The blood, the tears, the sorrows, the loss — all rightfully hers, pressed themselves into her body in a complex of twisted sinews that wrapped and clung to her soul like a poisonous vine.

Thirty years ago, when her ailments had slowly begun to fester, she had busied herself in avoiding responsibility for the war, hiding behind clever and contrived rhetoric founded on the ambiguities of war, the wrongness of others, the inaccuracies of information. No matter the cunning of argument, no matter the volume of assertion, no matter the minions of sophists dispatched to every media outlet imaginable, the facts remained true. The war was long and bloody. Fundamentalism had grown exponentially as a result. The world was now a much worse and infinitely more dangerous place.

Childless, loveless, friendless, alone — she decayed in a maelstrom of exhaustion, uncontrolled crying, piercing headaches, recurring infections, hair loss, eczema, and auditory hallucinations.

Her lonely descent to death’s doorstep had lasted three bone-numbing decades. Tonight, she had reached the last rung. A thin, blonde nurse with a kind face gently stabbed an anesthetic needle into to the top of Madam Advisor’s wrinkled, wasted hand, a needle made from recycled metal, metal that contained two atoms of iron from the shell casing that fired a final bullet into Adolf Hitler’s temple in Berlin in 1945. Madam Advisor’s rotating glass eyes stilled. Her worn out mouth closed and she appeared to be thinking. Her breaths came further and further apart as her mind assembled her last full thought. It was a thought about the Lord, a Lord whom she adored, a Lord whom she looked forward to finally meeting. She spoke to him in her head in devoted and loving tones, reminding him of the dire sacrifices that she had made in his cause. “Dear Lord Jesus Christ, I did all I could to follow your hallowed teachings, up to and including giving my all to your Doctrine of Preemptive Strike. That’s in the Gospel, isn’t it? Yes, I know it is, for I have given myself to you. And thank you, Lord Jesus, for loving me so.”

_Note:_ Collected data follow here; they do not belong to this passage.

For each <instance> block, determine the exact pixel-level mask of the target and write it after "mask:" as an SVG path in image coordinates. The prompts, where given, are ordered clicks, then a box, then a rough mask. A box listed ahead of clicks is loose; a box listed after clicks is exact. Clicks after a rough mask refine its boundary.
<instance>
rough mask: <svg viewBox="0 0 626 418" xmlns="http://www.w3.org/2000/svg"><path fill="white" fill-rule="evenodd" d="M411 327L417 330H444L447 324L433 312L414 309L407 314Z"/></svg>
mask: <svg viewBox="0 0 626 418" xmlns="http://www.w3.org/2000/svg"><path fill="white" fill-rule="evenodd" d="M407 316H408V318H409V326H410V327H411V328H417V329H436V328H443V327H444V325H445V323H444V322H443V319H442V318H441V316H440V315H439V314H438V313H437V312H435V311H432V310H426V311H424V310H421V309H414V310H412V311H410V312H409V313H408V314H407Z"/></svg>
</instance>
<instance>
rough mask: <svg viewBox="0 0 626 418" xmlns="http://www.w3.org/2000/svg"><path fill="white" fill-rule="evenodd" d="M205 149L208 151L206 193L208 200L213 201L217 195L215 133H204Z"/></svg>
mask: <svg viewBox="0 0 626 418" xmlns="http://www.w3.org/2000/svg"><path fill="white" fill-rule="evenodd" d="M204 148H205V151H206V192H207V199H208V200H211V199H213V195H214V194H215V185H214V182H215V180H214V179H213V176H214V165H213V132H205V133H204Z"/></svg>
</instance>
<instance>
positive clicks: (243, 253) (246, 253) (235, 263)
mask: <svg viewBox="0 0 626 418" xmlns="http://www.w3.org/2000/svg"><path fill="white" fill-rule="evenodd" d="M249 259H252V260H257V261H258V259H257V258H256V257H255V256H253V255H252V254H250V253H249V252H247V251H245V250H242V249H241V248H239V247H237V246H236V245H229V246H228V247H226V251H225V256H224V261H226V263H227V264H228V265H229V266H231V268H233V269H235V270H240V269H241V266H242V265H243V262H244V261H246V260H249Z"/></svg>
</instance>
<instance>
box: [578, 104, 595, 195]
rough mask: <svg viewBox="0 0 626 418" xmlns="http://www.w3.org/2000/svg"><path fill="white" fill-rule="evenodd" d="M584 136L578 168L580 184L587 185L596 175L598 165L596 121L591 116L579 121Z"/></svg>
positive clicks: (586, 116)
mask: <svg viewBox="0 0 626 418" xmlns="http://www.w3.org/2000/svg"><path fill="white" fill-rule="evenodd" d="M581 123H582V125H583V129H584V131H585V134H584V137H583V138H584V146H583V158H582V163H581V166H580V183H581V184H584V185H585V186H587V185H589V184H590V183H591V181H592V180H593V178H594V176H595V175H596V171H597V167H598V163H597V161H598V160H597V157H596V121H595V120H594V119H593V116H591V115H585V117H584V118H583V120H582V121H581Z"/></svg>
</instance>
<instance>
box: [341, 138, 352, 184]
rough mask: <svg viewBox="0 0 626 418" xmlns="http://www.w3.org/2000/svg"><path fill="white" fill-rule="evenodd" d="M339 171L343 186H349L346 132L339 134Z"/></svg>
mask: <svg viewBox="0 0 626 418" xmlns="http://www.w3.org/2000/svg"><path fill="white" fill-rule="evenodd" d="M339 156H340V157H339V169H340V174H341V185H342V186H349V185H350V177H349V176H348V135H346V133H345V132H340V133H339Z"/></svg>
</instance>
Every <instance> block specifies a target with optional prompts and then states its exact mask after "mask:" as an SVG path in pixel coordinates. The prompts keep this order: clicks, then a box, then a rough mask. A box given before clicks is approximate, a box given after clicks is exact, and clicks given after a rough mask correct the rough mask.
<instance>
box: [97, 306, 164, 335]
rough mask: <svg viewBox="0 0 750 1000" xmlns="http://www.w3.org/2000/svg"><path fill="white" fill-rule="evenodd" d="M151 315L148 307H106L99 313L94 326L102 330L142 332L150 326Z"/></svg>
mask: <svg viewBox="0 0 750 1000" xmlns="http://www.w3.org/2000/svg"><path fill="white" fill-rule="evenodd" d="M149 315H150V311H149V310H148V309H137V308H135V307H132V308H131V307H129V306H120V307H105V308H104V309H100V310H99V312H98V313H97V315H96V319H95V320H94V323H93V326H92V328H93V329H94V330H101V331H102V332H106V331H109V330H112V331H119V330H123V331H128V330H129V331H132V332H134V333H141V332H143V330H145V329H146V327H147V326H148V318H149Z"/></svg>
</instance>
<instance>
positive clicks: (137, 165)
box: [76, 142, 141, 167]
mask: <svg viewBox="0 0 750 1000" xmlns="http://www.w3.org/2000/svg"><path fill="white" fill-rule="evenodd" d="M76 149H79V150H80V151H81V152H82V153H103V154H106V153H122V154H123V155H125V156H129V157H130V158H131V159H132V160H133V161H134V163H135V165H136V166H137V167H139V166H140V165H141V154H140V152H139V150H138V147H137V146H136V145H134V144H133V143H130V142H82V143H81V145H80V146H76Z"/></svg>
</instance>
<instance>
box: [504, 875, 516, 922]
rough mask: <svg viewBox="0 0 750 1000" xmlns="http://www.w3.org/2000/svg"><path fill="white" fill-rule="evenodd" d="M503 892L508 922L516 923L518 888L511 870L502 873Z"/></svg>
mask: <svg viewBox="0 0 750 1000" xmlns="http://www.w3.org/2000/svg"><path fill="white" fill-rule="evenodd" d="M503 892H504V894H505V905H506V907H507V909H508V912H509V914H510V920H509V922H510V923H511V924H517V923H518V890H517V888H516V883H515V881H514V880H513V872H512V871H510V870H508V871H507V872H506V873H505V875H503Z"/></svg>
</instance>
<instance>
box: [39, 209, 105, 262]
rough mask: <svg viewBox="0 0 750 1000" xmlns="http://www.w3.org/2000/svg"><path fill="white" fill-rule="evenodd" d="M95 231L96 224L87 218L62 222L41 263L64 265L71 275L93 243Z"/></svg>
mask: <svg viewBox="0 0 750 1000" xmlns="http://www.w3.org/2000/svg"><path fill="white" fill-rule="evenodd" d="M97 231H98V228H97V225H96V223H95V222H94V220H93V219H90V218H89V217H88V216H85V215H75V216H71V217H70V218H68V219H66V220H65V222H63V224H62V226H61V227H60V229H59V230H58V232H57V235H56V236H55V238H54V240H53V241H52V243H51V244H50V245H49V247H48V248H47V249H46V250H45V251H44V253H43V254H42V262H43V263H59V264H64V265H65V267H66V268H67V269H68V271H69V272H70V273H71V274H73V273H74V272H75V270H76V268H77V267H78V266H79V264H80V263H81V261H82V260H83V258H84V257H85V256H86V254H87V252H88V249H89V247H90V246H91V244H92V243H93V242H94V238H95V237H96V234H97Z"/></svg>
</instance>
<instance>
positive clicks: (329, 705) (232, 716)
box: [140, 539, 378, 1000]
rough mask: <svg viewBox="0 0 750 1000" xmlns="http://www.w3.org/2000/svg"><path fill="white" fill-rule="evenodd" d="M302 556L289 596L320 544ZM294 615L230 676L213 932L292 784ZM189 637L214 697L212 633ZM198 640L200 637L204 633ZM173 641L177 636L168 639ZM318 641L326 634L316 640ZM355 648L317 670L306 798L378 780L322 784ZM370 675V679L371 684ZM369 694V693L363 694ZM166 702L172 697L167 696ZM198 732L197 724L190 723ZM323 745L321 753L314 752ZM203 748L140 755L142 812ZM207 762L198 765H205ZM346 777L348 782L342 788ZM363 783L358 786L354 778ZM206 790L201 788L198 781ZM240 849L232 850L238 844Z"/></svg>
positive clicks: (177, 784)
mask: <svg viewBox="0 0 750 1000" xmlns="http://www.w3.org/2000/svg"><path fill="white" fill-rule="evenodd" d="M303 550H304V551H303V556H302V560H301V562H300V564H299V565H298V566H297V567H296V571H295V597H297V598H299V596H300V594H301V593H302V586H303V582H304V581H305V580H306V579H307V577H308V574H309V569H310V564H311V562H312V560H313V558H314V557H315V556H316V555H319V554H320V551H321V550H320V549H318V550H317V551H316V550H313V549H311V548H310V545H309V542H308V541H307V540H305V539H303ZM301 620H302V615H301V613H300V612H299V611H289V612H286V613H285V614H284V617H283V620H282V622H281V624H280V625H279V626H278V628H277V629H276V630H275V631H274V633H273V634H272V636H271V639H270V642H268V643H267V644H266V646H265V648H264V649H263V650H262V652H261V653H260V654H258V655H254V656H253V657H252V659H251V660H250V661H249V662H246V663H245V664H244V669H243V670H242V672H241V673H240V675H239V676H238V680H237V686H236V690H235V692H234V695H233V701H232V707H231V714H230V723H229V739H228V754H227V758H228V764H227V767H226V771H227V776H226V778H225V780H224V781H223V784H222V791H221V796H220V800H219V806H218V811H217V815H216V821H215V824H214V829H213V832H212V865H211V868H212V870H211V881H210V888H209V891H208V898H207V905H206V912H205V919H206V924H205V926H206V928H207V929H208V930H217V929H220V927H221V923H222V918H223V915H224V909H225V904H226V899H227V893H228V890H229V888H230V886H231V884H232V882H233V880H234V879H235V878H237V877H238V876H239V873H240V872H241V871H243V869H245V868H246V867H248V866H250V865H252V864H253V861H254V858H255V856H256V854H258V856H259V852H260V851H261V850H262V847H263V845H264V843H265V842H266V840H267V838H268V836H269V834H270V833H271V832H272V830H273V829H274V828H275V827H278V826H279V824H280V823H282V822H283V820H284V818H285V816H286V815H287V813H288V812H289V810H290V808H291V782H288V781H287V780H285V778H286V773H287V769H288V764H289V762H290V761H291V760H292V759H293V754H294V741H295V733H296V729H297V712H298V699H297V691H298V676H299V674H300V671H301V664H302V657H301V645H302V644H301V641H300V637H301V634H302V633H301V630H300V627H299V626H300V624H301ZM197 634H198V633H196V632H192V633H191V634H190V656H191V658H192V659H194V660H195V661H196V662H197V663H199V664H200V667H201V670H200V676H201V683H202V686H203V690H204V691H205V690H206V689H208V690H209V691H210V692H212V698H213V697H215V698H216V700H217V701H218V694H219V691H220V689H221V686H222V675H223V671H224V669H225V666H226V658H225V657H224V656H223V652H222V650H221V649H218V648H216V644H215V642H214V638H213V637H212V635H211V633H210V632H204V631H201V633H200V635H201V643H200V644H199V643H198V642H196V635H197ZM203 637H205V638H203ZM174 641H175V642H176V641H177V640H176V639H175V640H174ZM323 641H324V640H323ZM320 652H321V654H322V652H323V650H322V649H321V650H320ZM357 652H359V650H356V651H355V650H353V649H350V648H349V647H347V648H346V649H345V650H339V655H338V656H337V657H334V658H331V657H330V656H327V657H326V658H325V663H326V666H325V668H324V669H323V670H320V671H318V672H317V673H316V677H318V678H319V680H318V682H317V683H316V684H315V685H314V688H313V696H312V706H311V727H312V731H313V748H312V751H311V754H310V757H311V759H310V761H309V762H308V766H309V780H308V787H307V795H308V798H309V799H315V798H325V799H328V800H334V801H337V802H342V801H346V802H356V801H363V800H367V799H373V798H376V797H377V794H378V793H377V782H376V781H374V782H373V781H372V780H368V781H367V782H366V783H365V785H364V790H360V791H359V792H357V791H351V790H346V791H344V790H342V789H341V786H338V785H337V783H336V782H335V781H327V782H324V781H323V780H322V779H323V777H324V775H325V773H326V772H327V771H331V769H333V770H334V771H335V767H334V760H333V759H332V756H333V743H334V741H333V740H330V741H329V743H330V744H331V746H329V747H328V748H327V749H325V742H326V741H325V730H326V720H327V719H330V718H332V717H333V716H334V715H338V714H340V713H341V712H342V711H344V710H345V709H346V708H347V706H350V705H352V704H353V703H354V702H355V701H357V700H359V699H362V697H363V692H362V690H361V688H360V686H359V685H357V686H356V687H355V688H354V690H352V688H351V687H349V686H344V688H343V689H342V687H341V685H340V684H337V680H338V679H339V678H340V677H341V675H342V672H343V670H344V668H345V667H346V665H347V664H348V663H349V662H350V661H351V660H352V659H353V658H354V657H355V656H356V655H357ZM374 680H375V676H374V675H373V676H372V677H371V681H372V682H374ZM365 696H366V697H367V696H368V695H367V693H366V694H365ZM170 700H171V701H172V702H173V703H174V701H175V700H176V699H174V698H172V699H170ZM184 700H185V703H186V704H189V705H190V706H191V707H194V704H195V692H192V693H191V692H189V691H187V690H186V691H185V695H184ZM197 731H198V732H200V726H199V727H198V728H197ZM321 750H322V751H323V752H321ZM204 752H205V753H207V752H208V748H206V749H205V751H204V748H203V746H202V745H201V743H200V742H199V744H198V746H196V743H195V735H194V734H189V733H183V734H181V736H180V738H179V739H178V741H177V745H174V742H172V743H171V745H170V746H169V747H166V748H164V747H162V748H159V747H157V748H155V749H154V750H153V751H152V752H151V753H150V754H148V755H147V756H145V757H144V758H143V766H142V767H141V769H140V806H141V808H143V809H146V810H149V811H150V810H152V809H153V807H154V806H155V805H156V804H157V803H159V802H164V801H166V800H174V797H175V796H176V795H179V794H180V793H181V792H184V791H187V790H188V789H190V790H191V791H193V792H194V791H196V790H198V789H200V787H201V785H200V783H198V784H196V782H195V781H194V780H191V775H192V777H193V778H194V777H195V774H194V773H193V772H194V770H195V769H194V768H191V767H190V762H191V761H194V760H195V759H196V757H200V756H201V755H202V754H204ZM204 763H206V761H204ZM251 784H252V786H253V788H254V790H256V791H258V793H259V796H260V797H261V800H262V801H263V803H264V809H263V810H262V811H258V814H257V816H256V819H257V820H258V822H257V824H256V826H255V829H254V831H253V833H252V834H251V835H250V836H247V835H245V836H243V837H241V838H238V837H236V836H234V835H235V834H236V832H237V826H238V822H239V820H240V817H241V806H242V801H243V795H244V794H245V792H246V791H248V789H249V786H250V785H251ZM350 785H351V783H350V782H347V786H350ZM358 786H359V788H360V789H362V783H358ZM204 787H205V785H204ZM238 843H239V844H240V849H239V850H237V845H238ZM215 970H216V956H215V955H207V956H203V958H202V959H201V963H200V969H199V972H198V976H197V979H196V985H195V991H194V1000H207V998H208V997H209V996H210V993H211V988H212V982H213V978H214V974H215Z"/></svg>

Her mind lost words forever behind a drape of sounds and tastes and scents and colors and she heard an antique piano recital playing along side a mix of proud parental pronouncements, affirmations that seeded a limitless ambition into her child’s heart and then…a crimson moment of searing, ripping anguish swept through her Universe and she thought that she heard a distant Echo approach and speed over her like a screaming war plane…I never knew you...It said…and vanished. Her tired lungs nudged away air one last time. At that moment, a moment without Time and outside of Space, a dozen dutiful angels stood around Madam Advisor in a perfectly symmetrical ring. They cycled about her seven times as she gasped last. Not one angel fluttered even a feather to relieve a single pang of her mammoth agony.